Gerou impacto e surpresa a retirada do intertravado da Orla de Petrolina na última sexta feira, dia 08. Não é costume geral nos depararmos com atitude de desfazimento de uma obra, que, aliás, já se arrasta há muito tempo. Existia uma calçada e as máquinas arrancaram-na, desde as imediações da UPE até depois do IATE Clube. Achei, inclusive, muito estranho a forma como as máquinas retiraram o passeio, de muita serventia para quem pratica atividade física. Porém, como existia a promessa da revitalização do espaço, ficamos aguardando as obras iniciarem. Não houve publicidade a respeito da extensão daquela obra. Lembro que foi realizada uma intervenção desde a rotatória do trevo, passando em frente ao 72 BI até a esquina da FACAPE. A princípio, até pensei que a obra continuaria, mas ficou paralisada. É bom lembrar que na esquina da UPE, quase em frente ao Colégio Motivo, existem duas placas indicativas de uma obra, que deve ser a da Orla. Contudo, as obras não iniciaram naquele local e sim depois do Iate Clube. Fiquei mais uma vez com dúvidas e questionamentos a cerca daquela intervenção. Por que iniciaram a obra do meio para o fim? Até hoje não deram explicação.
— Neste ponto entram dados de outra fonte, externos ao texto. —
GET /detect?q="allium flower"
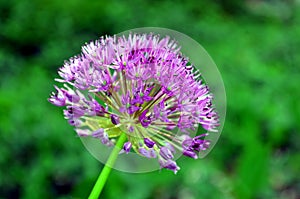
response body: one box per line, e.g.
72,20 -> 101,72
49,34 -> 219,173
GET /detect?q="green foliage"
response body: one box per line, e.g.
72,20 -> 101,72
0,0 -> 300,199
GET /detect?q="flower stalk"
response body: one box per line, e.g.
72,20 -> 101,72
88,133 -> 127,199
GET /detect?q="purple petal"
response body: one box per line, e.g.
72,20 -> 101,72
144,138 -> 155,148
183,150 -> 198,159
123,141 -> 132,154
92,128 -> 104,138
110,114 -> 120,125
159,146 -> 174,160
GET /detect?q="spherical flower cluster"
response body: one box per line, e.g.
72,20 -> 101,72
49,34 -> 219,173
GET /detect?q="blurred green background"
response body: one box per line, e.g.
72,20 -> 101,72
0,0 -> 300,199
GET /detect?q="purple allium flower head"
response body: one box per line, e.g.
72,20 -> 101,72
49,34 -> 219,173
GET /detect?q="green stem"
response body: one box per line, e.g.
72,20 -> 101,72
89,133 -> 127,199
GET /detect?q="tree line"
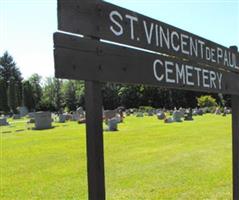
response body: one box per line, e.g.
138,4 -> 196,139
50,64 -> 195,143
0,52 -> 231,113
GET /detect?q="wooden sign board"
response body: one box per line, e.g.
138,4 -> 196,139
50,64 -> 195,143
54,0 -> 239,200
58,0 -> 239,73
54,33 -> 239,94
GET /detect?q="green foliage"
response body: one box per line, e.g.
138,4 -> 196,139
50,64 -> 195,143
0,77 -> 9,113
1,114 -> 232,200
139,106 -> 154,112
22,81 -> 35,111
197,95 -> 217,108
28,74 -> 42,110
64,81 -> 77,111
7,78 -> 17,113
0,52 -> 22,112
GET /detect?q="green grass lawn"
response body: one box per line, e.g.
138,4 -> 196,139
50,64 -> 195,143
0,115 -> 232,200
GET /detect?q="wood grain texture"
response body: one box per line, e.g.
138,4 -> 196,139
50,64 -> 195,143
58,0 -> 239,73
85,81 -> 105,200
232,95 -> 239,200
54,33 -> 239,94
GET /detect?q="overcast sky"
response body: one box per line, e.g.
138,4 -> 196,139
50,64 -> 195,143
0,0 -> 239,78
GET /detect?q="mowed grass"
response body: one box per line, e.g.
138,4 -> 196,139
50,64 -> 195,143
0,114 -> 232,200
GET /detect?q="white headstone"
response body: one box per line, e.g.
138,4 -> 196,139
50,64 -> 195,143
35,112 -> 52,130
0,118 -> 9,126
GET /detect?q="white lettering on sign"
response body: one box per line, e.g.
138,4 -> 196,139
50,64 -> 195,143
110,11 -> 124,36
125,15 -> 138,40
153,59 -> 223,90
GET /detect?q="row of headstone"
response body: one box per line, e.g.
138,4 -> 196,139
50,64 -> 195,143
34,112 -> 52,130
0,117 -> 9,126
103,107 -> 124,131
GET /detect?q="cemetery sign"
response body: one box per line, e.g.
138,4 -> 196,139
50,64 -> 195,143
54,0 -> 239,200
58,0 -> 239,73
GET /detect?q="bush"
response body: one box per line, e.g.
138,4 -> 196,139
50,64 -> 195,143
197,95 -> 217,108
139,106 -> 154,112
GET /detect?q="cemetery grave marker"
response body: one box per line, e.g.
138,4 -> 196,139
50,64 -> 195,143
54,0 -> 239,200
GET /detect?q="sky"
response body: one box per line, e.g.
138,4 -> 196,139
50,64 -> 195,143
0,0 -> 239,79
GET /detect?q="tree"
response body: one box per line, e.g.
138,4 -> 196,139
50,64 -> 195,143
28,74 -> 42,110
119,85 -> 143,108
22,81 -> 35,111
0,52 -> 22,112
102,83 -> 120,110
41,78 -> 64,112
0,77 -> 9,113
197,95 -> 217,108
64,81 -> 77,111
7,78 -> 17,113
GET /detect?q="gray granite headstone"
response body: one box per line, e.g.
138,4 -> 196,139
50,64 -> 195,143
157,112 -> 166,120
28,112 -> 35,118
173,110 -> 184,122
0,118 -> 9,126
58,114 -> 67,123
164,117 -> 174,124
35,112 -> 52,130
12,114 -> 21,119
136,112 -> 144,117
107,118 -> 118,131
104,110 -> 117,120
18,106 -> 28,117
184,108 -> 193,121
215,108 -> 221,115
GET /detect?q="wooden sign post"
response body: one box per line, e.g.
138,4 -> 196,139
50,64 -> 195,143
85,81 -> 105,200
54,0 -> 239,200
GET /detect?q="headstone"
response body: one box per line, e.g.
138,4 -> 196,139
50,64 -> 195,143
197,109 -> 203,116
0,118 -> 9,126
107,118 -> 118,131
35,112 -> 52,130
125,110 -> 131,116
173,110 -> 184,122
184,108 -> 193,121
18,106 -> 28,117
12,114 -> 21,119
58,114 -> 66,123
157,112 -> 166,120
193,109 -> 198,116
114,114 -> 123,123
28,112 -> 35,118
103,110 -> 117,124
72,112 -> 80,121
215,108 -> 222,115
136,112 -> 144,117
76,107 -> 85,118
148,110 -> 154,117
164,117 -> 174,124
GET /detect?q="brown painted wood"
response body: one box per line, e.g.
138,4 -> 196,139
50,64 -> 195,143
230,46 -> 239,200
54,33 -> 239,94
232,95 -> 239,200
58,0 -> 239,72
85,80 -> 105,200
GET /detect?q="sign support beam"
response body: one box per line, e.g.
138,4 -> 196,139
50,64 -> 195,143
232,95 -> 239,200
85,81 -> 105,200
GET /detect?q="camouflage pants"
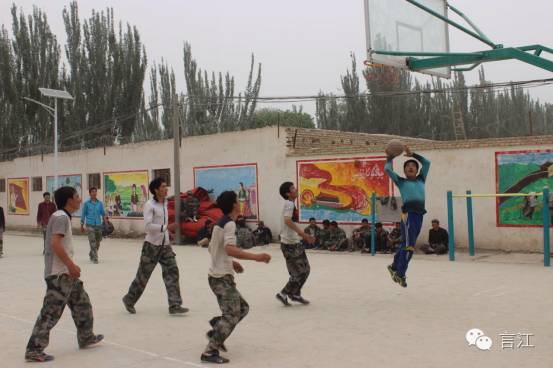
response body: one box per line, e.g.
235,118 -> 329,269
125,242 -> 182,307
208,275 -> 250,350
86,225 -> 102,261
280,243 -> 311,296
27,274 -> 94,353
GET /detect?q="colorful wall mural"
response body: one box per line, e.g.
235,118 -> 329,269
104,171 -> 149,218
7,178 -> 30,215
495,150 -> 553,227
194,164 -> 259,221
296,157 -> 401,224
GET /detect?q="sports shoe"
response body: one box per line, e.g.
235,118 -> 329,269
123,296 -> 136,314
276,293 -> 291,307
200,350 -> 230,364
169,305 -> 190,314
290,295 -> 309,305
79,335 -> 104,349
205,330 -> 228,353
397,276 -> 407,287
388,265 -> 398,282
25,351 -> 54,363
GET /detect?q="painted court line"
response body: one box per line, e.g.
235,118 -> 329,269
0,313 -> 204,367
473,286 -> 506,296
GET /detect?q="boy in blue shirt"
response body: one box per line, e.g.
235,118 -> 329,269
384,146 -> 430,287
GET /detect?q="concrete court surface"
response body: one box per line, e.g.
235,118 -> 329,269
0,233 -> 553,368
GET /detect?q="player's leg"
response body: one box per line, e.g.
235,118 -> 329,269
159,246 -> 188,314
123,242 -> 160,314
67,280 -> 104,349
25,275 -> 74,362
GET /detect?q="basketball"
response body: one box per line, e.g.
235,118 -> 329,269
386,139 -> 405,157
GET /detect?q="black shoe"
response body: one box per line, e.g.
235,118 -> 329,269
123,296 -> 136,314
169,305 -> 190,314
276,293 -> 291,307
397,276 -> 407,287
290,295 -> 309,305
205,330 -> 228,353
388,265 -> 399,282
25,351 -> 54,363
200,350 -> 230,364
79,335 -> 104,349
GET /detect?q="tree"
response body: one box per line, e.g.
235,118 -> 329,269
250,106 -> 315,129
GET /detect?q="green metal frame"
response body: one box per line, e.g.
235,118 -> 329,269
372,0 -> 553,72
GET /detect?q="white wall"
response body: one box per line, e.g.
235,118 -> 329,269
0,127 -> 551,251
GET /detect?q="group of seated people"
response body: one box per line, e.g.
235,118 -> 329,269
197,216 -> 449,254
304,218 -> 448,254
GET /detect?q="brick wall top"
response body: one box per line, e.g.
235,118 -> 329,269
286,128 -> 553,156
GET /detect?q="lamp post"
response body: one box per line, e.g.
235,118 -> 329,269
23,88 -> 73,190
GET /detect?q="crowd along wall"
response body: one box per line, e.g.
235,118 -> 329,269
0,127 -> 553,252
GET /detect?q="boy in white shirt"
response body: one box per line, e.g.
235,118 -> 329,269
276,181 -> 315,306
25,187 -> 104,363
201,191 -> 271,364
123,178 -> 188,314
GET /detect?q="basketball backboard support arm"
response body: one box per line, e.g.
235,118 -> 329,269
370,0 -> 553,72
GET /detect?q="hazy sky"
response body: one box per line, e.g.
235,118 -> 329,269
0,0 -> 553,112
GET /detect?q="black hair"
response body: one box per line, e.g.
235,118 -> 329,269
279,181 -> 294,199
403,160 -> 419,171
148,178 -> 165,201
217,190 -> 238,215
54,187 -> 77,209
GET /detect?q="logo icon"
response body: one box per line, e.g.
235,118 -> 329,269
465,328 -> 493,350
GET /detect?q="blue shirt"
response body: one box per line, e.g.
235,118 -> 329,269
384,153 -> 430,214
81,199 -> 106,226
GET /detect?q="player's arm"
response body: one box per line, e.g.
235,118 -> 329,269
412,153 -> 430,180
284,216 -> 315,243
225,244 -> 271,264
384,156 -> 399,185
223,222 -> 271,264
144,203 -> 163,234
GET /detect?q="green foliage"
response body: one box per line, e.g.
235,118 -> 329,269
316,55 -> 553,140
250,106 -> 315,129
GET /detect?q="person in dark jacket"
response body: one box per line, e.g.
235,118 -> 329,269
421,219 -> 449,255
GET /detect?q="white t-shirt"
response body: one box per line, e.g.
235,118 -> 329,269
280,200 -> 301,244
208,216 -> 237,278
44,210 -> 73,278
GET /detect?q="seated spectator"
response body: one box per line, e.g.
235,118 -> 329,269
301,217 -> 321,249
349,219 -> 371,252
421,219 -> 449,255
362,222 -> 389,253
236,215 -> 255,249
196,220 -> 214,248
328,221 -> 348,252
253,221 -> 273,245
388,222 -> 401,253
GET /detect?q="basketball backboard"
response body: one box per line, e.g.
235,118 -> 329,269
364,0 -> 451,78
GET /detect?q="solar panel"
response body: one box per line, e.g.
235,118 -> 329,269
39,88 -> 73,100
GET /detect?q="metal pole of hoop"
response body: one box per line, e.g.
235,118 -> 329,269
447,187 -> 551,267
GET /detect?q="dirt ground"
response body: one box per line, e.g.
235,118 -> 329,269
0,233 -> 553,368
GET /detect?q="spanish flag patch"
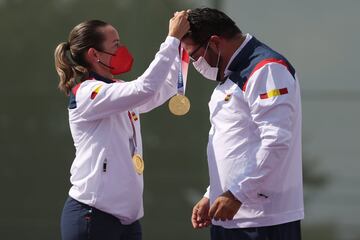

Chegamos, pois, a “trapalhada” do desfazimento do intertravado. Segundo informações que ouvi nos programas de Rádio e li nos Blogs da região, houve a retirada dos intertravados porque foram colocados fora das especificações técnicas, apesar de a empresa ter sido notificada algumas vezes. Só depois da metade do serviço realizado? Pelo pouco entendimento que tenho, não seria o caso da fiscalização embargar a obra no início? Quando a administração pública quer, embarga uma obra privada com tanta agilidade e eficiência, porque não embargou essa? Mesmo com os argumentos colocados pelos setores responsáveis da Prefeitura de Petrolina, logo após a retirada do material, não tem como convencer do contrário: houve falha sim na fiscalização. Claro que a Prefeitura está agindo correto ao quebrar o contrato, mas depois de quase metade do serviço feito? E os transtornos à população que usa aquele espaço diuturnamente? Sequer ouvi um pedido de desculpas por partes dos gestores públicos. Aliás, houve um apelo ao “agir corretamente”, no sentido de justificar tal acometimento.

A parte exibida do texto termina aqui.